The cost of Mexico's war on drugs

Since 2006 there has been a low-level civil war raging in Mexico between its government (armed forces and police) and the various criminal cartels involved in smuggling drugs to the USA. According to Wiki anywhere between 60,000 and 120,000 people have died in the violence. And now, according to LatinPost, a report from the American journal Health Affairs has claimed that the war on the Mexican drug cartels has reversed the growth in life expectancy for Mexican men. After decades of increasing life expectancy (to around 72 years in 2014), the statistical life expectancy of the country's male citizens has dropped by several months.
And it's not just male life expectancy that has been affected. According to the study's authors:

"The unprecedented rise in homicides after 2005 led to a reversal in life expectancy increases among males and a slowdown among females in most states.” In those Mexican states most heavily affected by drug violence (Chihuahua, Sunaloa, Durango, Guerrero and Nayarit) it it not surprising that the drop in male life expectancy has been the most severe – declining by about a hyear on average between 2005 and 2010. In Chihuahua, the life expectancy fell the most – on average by three years! This reflects the rising murder rates throughout the country, more than doubling to 22 per 100,000 inhabitants in the five years to 2010.

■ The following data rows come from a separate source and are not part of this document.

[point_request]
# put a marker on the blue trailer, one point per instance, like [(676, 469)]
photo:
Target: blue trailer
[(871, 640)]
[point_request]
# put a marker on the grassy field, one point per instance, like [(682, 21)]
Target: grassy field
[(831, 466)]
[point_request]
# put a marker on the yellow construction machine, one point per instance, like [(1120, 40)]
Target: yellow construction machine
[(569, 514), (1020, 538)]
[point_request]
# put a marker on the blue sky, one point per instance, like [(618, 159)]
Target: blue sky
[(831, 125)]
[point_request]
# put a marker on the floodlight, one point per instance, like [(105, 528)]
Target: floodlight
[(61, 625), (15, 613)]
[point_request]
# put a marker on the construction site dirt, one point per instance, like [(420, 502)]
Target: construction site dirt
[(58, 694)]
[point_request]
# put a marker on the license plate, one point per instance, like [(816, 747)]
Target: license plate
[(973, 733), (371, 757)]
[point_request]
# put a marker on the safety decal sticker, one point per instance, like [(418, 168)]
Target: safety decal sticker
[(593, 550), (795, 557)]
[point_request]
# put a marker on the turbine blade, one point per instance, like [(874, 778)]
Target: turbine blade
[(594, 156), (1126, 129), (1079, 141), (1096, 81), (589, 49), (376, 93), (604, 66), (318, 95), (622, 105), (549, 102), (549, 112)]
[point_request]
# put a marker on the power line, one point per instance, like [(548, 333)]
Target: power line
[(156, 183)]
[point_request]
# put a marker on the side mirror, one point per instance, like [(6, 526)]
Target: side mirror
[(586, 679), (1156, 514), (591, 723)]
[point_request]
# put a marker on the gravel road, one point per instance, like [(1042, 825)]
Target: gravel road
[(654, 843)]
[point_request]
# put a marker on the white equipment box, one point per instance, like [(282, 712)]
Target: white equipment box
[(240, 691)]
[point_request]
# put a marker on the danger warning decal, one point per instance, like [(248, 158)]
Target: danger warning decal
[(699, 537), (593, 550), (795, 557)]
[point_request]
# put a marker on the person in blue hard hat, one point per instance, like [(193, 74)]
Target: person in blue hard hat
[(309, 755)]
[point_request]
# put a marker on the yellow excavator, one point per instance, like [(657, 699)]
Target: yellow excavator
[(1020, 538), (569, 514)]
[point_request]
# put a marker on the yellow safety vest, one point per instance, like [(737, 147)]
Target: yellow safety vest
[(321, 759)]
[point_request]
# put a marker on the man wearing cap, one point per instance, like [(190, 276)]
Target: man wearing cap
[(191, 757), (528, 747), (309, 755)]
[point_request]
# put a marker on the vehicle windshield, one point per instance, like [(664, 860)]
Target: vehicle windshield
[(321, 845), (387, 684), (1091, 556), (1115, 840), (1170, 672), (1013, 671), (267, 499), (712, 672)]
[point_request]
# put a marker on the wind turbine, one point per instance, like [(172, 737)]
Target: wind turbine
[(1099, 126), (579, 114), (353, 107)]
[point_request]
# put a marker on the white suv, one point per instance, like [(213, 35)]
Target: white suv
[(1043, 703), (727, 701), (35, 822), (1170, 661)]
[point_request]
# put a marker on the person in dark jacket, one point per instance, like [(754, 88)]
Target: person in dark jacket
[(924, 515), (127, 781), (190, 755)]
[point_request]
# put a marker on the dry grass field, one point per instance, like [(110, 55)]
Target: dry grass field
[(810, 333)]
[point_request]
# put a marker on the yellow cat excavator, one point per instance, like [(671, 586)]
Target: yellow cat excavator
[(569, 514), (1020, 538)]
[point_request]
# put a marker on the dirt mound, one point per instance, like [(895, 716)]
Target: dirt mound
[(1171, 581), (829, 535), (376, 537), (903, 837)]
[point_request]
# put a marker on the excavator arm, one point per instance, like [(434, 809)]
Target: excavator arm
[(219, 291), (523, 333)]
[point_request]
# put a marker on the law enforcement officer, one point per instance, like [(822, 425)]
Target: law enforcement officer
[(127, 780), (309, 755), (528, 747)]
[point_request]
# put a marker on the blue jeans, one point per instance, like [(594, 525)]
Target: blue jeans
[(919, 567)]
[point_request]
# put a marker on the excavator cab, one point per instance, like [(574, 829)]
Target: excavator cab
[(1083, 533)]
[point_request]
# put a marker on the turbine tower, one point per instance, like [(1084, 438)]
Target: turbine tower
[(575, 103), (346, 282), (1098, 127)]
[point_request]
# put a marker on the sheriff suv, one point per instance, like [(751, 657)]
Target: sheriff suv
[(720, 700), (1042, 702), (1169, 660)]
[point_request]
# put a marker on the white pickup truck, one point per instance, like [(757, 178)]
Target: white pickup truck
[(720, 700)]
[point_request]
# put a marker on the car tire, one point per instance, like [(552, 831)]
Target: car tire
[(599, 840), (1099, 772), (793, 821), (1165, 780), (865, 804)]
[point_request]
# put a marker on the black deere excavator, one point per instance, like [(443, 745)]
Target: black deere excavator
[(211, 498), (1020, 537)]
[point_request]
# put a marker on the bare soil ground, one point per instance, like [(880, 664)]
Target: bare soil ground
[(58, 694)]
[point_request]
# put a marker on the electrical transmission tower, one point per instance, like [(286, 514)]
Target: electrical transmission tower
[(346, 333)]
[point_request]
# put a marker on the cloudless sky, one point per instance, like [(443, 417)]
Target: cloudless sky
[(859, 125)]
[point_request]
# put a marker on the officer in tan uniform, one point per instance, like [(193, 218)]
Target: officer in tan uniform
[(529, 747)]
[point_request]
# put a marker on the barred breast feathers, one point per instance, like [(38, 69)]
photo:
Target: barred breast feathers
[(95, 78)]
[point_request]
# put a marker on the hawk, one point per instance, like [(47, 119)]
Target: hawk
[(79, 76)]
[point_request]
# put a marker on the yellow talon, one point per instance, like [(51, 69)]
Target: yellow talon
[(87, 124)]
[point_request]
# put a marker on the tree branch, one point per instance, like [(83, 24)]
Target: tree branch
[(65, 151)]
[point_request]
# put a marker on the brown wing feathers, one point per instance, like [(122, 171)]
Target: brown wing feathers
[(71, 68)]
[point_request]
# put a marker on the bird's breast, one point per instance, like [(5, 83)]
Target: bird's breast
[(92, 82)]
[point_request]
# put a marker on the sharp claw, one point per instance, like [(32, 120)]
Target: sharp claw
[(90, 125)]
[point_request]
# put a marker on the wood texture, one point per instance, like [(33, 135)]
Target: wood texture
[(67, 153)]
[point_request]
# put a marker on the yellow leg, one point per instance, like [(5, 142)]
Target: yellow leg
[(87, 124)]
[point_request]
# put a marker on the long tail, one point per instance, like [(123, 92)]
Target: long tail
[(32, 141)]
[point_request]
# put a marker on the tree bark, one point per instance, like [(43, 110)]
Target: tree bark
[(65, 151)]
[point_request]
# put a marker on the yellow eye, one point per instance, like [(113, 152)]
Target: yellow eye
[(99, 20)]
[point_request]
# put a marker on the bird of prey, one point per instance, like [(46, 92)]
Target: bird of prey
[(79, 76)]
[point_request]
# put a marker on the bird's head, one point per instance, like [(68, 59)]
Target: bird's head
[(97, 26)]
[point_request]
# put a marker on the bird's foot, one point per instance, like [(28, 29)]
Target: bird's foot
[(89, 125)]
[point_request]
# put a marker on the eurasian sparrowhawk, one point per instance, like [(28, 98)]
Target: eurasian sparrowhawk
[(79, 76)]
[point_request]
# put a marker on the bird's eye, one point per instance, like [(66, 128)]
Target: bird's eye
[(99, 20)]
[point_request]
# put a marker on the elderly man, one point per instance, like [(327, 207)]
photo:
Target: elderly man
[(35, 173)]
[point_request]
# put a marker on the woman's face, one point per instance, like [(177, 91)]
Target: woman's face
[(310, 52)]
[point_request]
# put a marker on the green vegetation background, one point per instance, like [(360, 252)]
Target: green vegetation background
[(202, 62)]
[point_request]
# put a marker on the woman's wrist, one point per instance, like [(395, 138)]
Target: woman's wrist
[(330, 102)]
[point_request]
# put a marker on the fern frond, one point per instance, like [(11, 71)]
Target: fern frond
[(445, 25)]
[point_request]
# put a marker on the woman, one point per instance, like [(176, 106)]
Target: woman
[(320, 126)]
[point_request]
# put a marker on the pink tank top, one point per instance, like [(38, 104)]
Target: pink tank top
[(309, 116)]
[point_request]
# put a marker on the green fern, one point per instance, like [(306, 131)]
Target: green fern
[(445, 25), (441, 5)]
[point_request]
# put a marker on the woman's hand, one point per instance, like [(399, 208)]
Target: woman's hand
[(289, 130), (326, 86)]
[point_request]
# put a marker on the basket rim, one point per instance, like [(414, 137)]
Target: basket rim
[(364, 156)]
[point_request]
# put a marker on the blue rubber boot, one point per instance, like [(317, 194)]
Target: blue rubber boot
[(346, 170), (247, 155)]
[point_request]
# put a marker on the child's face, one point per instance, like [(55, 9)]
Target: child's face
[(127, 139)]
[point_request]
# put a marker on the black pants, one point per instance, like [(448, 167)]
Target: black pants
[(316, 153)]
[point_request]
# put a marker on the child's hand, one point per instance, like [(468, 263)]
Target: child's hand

As Hiram Beltran-Sanchez, of the University of California, one of the authors noted, “it was a surprise that homicide rates had such a large effect at the national level”. The drop in the county-wide life expectancy for Mexican males shows just how widespread the violence is. I had heard a little about the Mexican war on the cartels but I had no idea it was so large! Let us hope that this ongoing conflict is brought to a speedy end and the violence can cease.